Das war das Fazit des noch aufwändigeren Einsatzes des technisch komplexen Klasse-1-Boliden. Eine im Laufe der Jahre oxidierte Schraubverbindung des Schaltgestänges bescherte Mücke einen unplanmäßigen Boxenstopp. Sein Vater Peter Mücke erklärte im Live-Interview: «Genau das sind die Effekte, die sich erst einstellen, wenn man tatsächlich auch mit so einem Auto ein Rennen fährt.»
Aufgeben gilt nicht
Aufgeben gilt allerdings nicht bei der Berliner Truppe, nach aufwändiger Teilzerlegung des Allradlers ging Ronny Scheer, souveräner Sieger bei der zweiten Punktrunde auf dem Lausitzring, noch einmal ins zweite Qualifying am frühen Sonntagmorgen. Bei dieser Gelegenheit zeigte sich, dass der über den Winter neu aufgebaute Ex-Werkswagen einen etwas größeren Anlauf benötigt.
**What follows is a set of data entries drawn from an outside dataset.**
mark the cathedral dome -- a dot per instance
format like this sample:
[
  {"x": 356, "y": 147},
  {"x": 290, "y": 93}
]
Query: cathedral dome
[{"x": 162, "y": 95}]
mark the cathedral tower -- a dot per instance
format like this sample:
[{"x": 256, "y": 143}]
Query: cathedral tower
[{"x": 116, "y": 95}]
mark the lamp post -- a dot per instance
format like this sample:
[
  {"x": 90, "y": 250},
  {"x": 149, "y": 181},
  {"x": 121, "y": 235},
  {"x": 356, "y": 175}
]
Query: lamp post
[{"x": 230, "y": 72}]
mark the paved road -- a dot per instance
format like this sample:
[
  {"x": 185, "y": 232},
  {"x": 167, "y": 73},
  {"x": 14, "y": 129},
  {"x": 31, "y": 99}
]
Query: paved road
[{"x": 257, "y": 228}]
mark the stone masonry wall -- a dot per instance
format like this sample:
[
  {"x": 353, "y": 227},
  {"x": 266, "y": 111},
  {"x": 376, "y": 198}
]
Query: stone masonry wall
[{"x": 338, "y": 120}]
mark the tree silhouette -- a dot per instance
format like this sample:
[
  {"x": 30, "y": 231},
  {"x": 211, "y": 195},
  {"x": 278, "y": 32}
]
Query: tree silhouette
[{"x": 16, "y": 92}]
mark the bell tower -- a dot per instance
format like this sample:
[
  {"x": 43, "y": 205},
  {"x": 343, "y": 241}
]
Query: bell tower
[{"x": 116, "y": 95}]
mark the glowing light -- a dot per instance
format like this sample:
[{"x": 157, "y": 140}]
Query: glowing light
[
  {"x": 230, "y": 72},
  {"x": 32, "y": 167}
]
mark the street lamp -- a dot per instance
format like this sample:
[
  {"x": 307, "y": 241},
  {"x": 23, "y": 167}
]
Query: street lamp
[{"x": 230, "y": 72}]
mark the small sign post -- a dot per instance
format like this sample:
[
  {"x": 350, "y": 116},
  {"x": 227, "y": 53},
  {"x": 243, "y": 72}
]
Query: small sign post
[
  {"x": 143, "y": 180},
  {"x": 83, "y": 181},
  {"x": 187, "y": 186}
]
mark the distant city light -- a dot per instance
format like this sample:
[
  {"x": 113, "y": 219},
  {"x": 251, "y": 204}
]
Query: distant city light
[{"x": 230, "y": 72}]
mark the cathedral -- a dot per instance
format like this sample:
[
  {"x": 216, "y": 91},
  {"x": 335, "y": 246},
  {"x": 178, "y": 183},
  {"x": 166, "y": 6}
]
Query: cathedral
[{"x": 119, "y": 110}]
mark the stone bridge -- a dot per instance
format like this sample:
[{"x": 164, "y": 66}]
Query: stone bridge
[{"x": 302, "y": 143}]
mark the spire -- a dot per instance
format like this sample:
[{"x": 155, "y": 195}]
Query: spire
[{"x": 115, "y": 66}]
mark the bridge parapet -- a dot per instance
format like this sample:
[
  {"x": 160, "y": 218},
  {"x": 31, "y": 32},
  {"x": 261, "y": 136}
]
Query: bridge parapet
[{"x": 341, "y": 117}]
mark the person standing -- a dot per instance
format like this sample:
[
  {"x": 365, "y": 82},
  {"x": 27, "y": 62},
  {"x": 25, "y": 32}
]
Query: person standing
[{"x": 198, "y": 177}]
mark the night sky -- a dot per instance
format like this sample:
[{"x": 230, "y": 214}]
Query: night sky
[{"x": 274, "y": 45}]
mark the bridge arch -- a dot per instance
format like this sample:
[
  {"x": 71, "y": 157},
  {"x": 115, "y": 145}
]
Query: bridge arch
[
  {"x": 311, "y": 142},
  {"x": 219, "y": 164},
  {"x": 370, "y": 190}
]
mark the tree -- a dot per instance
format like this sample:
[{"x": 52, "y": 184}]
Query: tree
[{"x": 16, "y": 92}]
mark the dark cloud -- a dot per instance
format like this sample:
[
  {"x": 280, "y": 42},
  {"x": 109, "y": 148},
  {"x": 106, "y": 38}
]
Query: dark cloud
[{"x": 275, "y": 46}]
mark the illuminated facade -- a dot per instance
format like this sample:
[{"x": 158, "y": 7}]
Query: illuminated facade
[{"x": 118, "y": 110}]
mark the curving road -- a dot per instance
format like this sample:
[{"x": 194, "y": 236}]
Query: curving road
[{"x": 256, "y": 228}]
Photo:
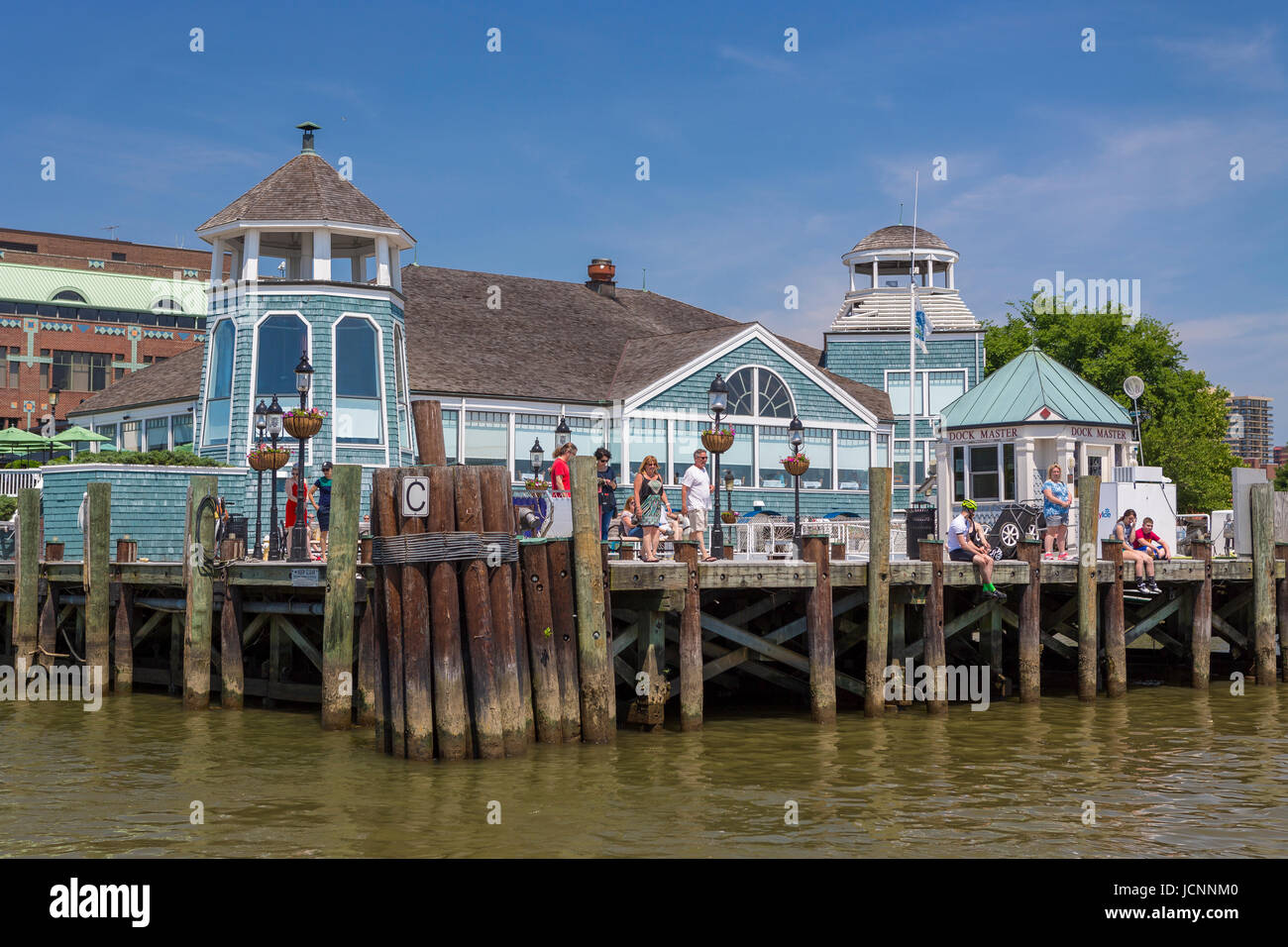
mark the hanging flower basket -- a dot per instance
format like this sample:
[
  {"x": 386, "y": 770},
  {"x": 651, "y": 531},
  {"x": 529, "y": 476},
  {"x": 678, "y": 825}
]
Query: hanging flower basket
[
  {"x": 303, "y": 423},
  {"x": 717, "y": 441},
  {"x": 268, "y": 459},
  {"x": 797, "y": 464}
]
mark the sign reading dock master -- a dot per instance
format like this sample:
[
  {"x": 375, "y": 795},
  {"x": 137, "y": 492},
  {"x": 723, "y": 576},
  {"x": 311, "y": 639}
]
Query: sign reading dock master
[{"x": 415, "y": 496}]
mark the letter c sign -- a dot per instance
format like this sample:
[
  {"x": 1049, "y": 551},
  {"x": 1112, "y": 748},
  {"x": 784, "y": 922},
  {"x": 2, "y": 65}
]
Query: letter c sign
[{"x": 415, "y": 496}]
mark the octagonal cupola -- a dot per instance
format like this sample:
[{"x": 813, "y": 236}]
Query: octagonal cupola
[{"x": 307, "y": 223}]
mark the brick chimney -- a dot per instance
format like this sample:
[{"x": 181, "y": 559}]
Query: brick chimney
[{"x": 601, "y": 272}]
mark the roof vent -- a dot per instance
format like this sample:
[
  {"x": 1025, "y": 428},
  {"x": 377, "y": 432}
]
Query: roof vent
[
  {"x": 601, "y": 272},
  {"x": 308, "y": 129}
]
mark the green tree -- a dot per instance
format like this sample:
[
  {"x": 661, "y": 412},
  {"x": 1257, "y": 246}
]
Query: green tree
[{"x": 1186, "y": 414}]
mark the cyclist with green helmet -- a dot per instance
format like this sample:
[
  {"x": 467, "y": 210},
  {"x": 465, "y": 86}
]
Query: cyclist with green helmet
[{"x": 966, "y": 544}]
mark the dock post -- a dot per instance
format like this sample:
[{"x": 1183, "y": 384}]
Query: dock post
[
  {"x": 595, "y": 669},
  {"x": 342, "y": 579},
  {"x": 1282, "y": 605},
  {"x": 879, "y": 591},
  {"x": 451, "y": 693},
  {"x": 1089, "y": 508},
  {"x": 932, "y": 631},
  {"x": 691, "y": 639},
  {"x": 386, "y": 659},
  {"x": 498, "y": 517},
  {"x": 232, "y": 678},
  {"x": 480, "y": 629},
  {"x": 546, "y": 703},
  {"x": 1201, "y": 637},
  {"x": 123, "y": 644},
  {"x": 1030, "y": 622},
  {"x": 98, "y": 587},
  {"x": 1116, "y": 643},
  {"x": 1262, "y": 506},
  {"x": 818, "y": 628},
  {"x": 200, "y": 611},
  {"x": 27, "y": 579},
  {"x": 417, "y": 698}
]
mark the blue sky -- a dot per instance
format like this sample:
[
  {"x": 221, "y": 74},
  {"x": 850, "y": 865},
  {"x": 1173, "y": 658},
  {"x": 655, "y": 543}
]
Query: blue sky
[{"x": 765, "y": 165}]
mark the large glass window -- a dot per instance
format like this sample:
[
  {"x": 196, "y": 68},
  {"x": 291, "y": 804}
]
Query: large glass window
[
  {"x": 943, "y": 388},
  {"x": 219, "y": 386},
  {"x": 485, "y": 437},
  {"x": 357, "y": 381},
  {"x": 851, "y": 459},
  {"x": 528, "y": 428},
  {"x": 180, "y": 432},
  {"x": 282, "y": 341},
  {"x": 159, "y": 434},
  {"x": 648, "y": 436},
  {"x": 818, "y": 449}
]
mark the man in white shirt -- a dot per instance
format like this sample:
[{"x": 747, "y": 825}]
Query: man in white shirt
[{"x": 696, "y": 500}]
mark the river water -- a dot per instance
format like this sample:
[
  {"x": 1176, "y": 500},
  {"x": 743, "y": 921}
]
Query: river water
[{"x": 1168, "y": 771}]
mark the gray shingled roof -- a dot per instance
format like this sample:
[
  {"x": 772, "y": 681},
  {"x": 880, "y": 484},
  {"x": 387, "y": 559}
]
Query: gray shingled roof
[
  {"x": 549, "y": 341},
  {"x": 900, "y": 237},
  {"x": 175, "y": 379},
  {"x": 304, "y": 188}
]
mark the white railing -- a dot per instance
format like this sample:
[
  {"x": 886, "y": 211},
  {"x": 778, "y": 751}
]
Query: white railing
[{"x": 13, "y": 480}]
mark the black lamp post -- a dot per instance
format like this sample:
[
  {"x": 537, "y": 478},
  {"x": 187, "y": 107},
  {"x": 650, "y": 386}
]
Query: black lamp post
[
  {"x": 273, "y": 421},
  {"x": 300, "y": 540},
  {"x": 537, "y": 455},
  {"x": 717, "y": 402},
  {"x": 261, "y": 427},
  {"x": 797, "y": 437}
]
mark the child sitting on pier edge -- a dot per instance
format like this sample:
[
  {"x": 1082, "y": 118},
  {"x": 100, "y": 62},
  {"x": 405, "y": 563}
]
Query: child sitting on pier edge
[{"x": 966, "y": 544}]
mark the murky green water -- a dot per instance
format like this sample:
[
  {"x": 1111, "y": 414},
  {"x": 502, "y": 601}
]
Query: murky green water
[{"x": 1170, "y": 772}]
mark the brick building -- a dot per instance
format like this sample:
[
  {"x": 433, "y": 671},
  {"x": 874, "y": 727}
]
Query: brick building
[{"x": 77, "y": 313}]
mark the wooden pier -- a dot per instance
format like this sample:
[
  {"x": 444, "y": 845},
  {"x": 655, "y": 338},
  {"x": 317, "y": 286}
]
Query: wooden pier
[{"x": 484, "y": 651}]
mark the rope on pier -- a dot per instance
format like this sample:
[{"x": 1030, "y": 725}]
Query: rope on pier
[{"x": 445, "y": 547}]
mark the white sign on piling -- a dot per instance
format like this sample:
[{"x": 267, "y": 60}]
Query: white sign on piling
[{"x": 415, "y": 496}]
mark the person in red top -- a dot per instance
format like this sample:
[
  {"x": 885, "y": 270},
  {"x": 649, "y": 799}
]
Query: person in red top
[
  {"x": 561, "y": 475},
  {"x": 1149, "y": 541},
  {"x": 292, "y": 504}
]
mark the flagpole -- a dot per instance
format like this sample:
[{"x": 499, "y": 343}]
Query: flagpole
[{"x": 912, "y": 344}]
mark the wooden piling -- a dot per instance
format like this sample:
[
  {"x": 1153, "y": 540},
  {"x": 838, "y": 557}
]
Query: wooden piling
[
  {"x": 232, "y": 680},
  {"x": 390, "y": 709},
  {"x": 1262, "y": 508},
  {"x": 1116, "y": 643},
  {"x": 562, "y": 604},
  {"x": 198, "y": 615},
  {"x": 27, "y": 582},
  {"x": 1089, "y": 506},
  {"x": 818, "y": 630},
  {"x": 123, "y": 643},
  {"x": 932, "y": 629},
  {"x": 451, "y": 692},
  {"x": 476, "y": 598},
  {"x": 691, "y": 639},
  {"x": 544, "y": 663},
  {"x": 428, "y": 418},
  {"x": 1030, "y": 622},
  {"x": 98, "y": 589},
  {"x": 342, "y": 574},
  {"x": 498, "y": 517},
  {"x": 879, "y": 590},
  {"x": 595, "y": 668},
  {"x": 1201, "y": 638}
]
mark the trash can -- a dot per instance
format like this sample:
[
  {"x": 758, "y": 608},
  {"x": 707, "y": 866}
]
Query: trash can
[{"x": 919, "y": 526}]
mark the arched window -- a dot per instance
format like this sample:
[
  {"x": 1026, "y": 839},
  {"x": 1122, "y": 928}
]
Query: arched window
[
  {"x": 278, "y": 347},
  {"x": 219, "y": 385},
  {"x": 759, "y": 392},
  {"x": 357, "y": 381}
]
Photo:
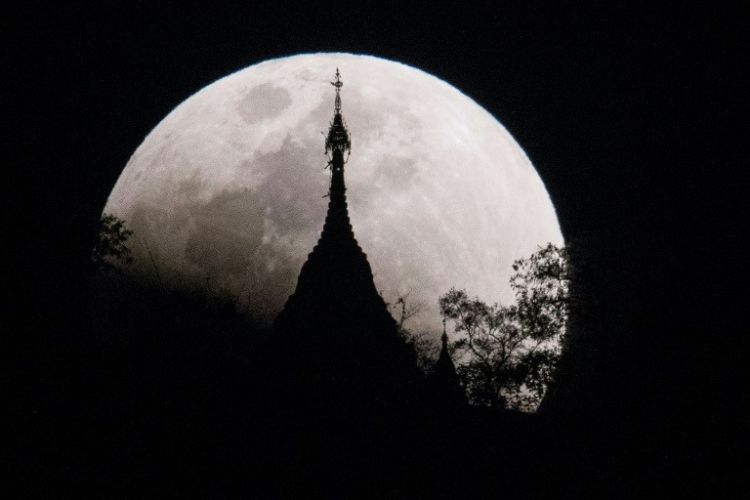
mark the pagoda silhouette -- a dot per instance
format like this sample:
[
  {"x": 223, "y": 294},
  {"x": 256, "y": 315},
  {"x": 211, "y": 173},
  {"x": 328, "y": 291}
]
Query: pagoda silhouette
[{"x": 342, "y": 348}]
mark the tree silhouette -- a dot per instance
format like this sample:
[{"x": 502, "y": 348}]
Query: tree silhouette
[
  {"x": 110, "y": 251},
  {"x": 507, "y": 354}
]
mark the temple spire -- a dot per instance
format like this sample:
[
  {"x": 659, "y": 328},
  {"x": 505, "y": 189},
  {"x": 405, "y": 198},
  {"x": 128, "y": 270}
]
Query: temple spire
[{"x": 338, "y": 84}]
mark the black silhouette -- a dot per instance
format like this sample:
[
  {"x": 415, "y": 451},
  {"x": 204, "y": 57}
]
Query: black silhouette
[{"x": 513, "y": 350}]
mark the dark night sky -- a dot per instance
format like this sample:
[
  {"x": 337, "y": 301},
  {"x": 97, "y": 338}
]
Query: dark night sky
[{"x": 631, "y": 116}]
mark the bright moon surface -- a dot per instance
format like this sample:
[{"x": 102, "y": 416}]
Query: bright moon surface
[{"x": 227, "y": 191}]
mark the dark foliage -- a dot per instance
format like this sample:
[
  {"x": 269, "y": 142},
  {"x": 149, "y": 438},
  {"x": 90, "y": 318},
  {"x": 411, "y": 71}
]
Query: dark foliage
[
  {"x": 507, "y": 354},
  {"x": 111, "y": 252}
]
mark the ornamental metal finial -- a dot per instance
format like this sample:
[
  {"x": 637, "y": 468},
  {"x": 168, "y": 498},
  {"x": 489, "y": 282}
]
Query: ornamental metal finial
[{"x": 338, "y": 84}]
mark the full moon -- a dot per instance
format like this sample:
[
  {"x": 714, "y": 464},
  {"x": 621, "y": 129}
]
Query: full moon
[{"x": 227, "y": 192}]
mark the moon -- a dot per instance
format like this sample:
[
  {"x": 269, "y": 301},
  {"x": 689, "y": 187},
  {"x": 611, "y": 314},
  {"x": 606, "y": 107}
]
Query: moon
[{"x": 226, "y": 192}]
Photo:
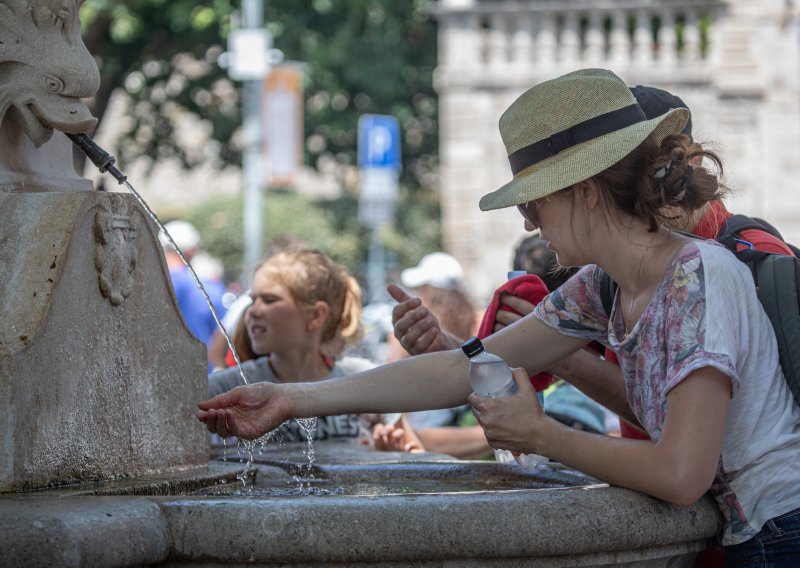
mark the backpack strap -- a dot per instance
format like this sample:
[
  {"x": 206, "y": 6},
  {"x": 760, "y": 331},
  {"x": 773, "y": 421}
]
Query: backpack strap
[
  {"x": 777, "y": 279},
  {"x": 729, "y": 233},
  {"x": 608, "y": 289}
]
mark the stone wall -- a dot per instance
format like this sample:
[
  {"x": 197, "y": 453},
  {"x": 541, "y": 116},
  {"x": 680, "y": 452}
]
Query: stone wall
[
  {"x": 99, "y": 375},
  {"x": 735, "y": 64}
]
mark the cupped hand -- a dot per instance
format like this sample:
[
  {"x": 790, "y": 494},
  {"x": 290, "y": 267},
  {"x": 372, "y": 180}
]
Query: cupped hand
[
  {"x": 415, "y": 327},
  {"x": 247, "y": 412},
  {"x": 516, "y": 309},
  {"x": 513, "y": 422}
]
«Wir sollten nun erst einmal das auf dem Norisring nochmals länger gewordene Lastenheft abarbeiten», sagte Stefan Mücke. «Natürlich war uns das im Vorfeld bewusst. Wir haben aber auch gesehen, mit welcher Begeisterung die Ankündigung dieses einzigartigen Opel-Rennwagens vor wenigen Wochen aufgenommen worden ist. Uns war und ist daran gelegen, dieses lebendige Stück Tourenwagen-Renngeschichte genau dort zu präsentieren, wo es aus unserer Sicht hingehört – auf der Rennstrecke.»
Zu einem späteren Zeitpunkt der laufenden Saison, so die derzeitige Planung, soll der Calibra nach verschiedenen Modifikationen in relevanten Details in den DTM Classic Cup 2022 zurückkehren.